The reason for all the attention to carbon taxes is political, not economic, Jaccard contends.
“Surveys have long shown that taxes are a toxic issue for some voters,” he writes, and “a politician proposing carbon pricing presents an irresistible target, especially if political opponents only need to swing 5% of voters in key suburban ridings for electoral success.” Even if voters receive tax cuts or rebates, “a carbon tax puts a bull’s-eye on a politician’s back, making it easier for opponents to promise to axe the tax and replace it with ineffective policies they untruthfully claim will cause decarbonization. They might even hint at regulations, without giving a timeline.”

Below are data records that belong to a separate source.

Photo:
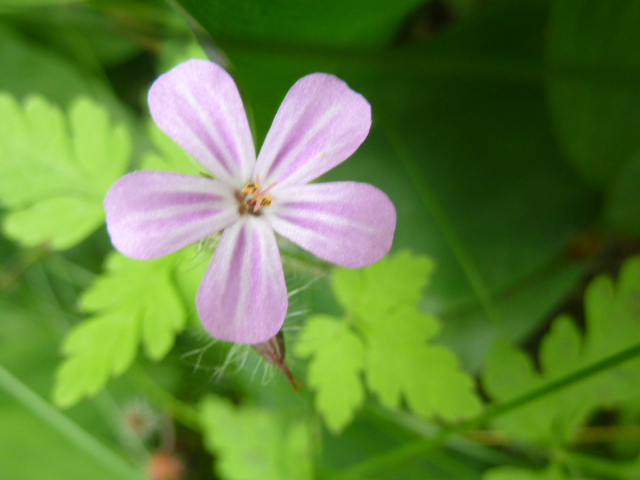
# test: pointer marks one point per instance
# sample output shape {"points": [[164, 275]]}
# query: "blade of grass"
{"points": [[446, 227], [409, 450], [66, 427]]}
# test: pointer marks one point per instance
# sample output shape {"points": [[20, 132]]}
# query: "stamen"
{"points": [[252, 197]]}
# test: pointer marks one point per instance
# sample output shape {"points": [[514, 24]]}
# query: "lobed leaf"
{"points": [[338, 359], [134, 302], [392, 347], [612, 324], [56, 169]]}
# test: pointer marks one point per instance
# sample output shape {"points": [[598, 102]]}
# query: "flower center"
{"points": [[253, 197]]}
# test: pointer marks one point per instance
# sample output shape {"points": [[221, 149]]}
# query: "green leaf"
{"points": [[513, 473], [134, 302], [612, 324], [594, 94], [304, 22], [250, 442], [338, 359], [392, 347], [377, 288], [168, 155], [623, 201], [400, 363], [56, 169]]}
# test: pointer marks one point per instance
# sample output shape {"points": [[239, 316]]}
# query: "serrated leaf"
{"points": [[56, 169], [393, 281], [393, 346], [334, 371], [595, 112], [510, 372], [134, 302], [400, 363], [250, 442], [612, 324]]}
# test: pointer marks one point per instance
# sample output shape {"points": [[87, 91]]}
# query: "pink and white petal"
{"points": [[151, 214], [320, 123], [347, 223], [243, 297], [198, 105]]}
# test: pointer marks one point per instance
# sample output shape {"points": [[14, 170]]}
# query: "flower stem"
{"points": [[66, 427], [409, 450]]}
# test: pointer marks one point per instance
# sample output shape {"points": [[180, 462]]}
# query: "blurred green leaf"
{"points": [[251, 442], [623, 202], [593, 92], [56, 169], [463, 145], [29, 349], [31, 68], [377, 288], [392, 347], [512, 473], [303, 22], [613, 324], [134, 302], [167, 155]]}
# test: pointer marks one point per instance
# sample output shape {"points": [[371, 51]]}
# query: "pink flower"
{"points": [[321, 122]]}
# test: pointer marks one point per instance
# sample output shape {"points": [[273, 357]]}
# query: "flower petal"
{"points": [[243, 297], [347, 223], [198, 105], [320, 123], [151, 214]]}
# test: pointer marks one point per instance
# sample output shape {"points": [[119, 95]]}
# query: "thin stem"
{"points": [[66, 427], [407, 451], [448, 231]]}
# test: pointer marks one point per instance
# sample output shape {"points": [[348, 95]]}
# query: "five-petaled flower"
{"points": [[321, 122]]}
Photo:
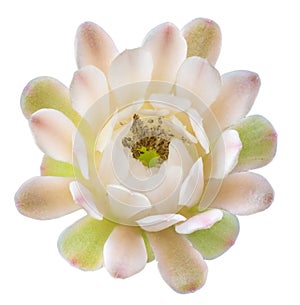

That’s what happened in 2008, Jaccard says, after then-federal Liberal leader Stéphane Dion disregarded advice that his carbon tax plan was good policy, but bad politics. “Stephen Harper focused his campaign on ‘job-killing carbon taxes,’” and “Mr. Harper’s victory ensured a lost decade of faking-it climate policies.”
Last year, Jaccard was one of a group of academics who tried unsuccessfully to make the same case to French President Emmanuel Macron’s advisors. “Unfortunately, their warning went unheeded, and now the violent gilets jaune protests in Paris have forced Mr. Macron to backpedal on the plan.”